The tricky thing about teaching themes is that holidays can become a touchy area in some schools in order to respect the diversity of its students. Every school is different and every group of students is different so it could likely change from year to year. But then the reality is that you have these giggly, wiggly, little cuties who cannot possibly contain their excitement about an upcoming holiday and it's hard to get them to think about anything else. For this reason I try to plan lessons where I can teach about the holiday without teaching about the holiday. Around Christmas time I love to teach units on Reindeer and the Gingerbread Man. My students have always loved these units and it helps channel some of the excitement. So for this time of year and the Easter holiday, I decided to create a unit that would accomplish the same things.
This unit begins with some informational reading about rabbits including fact cards with real photos and a student mini-book. I have used the fact cards projected on my screen and have also printed them out and had them available for students to look through.

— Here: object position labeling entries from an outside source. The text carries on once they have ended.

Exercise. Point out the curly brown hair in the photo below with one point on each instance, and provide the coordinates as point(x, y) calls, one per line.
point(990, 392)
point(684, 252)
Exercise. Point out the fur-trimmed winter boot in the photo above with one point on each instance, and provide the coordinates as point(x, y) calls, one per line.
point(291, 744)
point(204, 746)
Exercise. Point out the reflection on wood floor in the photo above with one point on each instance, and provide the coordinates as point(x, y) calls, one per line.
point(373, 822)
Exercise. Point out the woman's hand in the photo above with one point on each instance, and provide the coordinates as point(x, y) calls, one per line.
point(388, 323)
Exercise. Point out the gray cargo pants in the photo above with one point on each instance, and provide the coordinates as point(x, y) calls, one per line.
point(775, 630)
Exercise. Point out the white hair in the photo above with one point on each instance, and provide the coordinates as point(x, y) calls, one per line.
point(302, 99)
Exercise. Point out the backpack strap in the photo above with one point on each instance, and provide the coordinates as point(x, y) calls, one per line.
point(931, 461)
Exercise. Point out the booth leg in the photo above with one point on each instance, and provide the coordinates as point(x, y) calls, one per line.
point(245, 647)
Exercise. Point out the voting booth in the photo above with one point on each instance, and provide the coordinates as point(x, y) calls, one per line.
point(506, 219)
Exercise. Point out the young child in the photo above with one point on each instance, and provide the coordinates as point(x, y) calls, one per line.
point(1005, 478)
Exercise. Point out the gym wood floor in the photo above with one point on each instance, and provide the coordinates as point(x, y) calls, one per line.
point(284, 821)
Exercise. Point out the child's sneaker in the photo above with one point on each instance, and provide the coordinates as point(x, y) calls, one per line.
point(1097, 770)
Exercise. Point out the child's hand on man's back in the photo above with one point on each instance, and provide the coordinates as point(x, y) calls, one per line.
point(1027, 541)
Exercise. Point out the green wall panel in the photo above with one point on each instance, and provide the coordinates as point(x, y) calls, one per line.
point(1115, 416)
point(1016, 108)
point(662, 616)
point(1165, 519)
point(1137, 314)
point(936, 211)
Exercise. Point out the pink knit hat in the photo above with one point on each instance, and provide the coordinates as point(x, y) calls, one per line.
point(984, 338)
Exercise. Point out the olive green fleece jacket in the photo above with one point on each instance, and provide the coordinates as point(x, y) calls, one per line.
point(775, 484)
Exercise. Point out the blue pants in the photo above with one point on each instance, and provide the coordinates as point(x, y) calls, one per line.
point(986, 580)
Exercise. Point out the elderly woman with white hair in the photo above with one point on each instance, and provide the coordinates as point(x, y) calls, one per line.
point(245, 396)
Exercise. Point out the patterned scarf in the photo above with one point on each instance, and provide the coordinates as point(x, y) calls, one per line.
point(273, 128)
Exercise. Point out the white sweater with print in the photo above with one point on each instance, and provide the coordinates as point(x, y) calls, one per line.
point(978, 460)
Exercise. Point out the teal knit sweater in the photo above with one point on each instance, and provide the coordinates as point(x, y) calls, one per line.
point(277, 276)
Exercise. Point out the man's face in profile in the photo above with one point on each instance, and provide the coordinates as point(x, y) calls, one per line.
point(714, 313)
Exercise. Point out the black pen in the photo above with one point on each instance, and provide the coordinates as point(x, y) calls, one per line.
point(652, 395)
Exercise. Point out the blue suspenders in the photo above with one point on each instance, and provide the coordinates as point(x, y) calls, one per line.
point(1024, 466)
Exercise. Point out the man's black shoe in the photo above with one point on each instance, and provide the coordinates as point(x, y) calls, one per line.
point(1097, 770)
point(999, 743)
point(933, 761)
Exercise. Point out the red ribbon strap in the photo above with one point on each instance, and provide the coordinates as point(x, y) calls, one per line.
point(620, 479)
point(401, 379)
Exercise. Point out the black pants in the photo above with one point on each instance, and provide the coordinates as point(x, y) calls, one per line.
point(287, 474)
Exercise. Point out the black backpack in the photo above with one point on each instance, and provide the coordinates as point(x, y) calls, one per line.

They love the authenticity that the real photos bring.
I also use the student mini-book for small group reading and for students to search for information. These worksheets are great for helping students learn how to find evidence in the text to answer questions.
Next we move onto distinguishing facts from opinions. I have a card sort and also a cut and paste worksheet.
Bringing vocabulary to life is a huge part of informational literacy. I use whole group instruction to match the word, definition, and picture. Then I have students work on the vocabulary book. For the young ones, like kindergarteners, I included just a word and picture match since reading and writing the definition would be a little much for them.
Finally, of course, we tie in some writing. I included a blank mini-book for students to write freely what they learned about rabbits. There is a flip book where students can write down 3 facts and an opinion. There are also some writing prompts for students to respond to.
And how cute is this rabbit? You can use it with any of the writing options.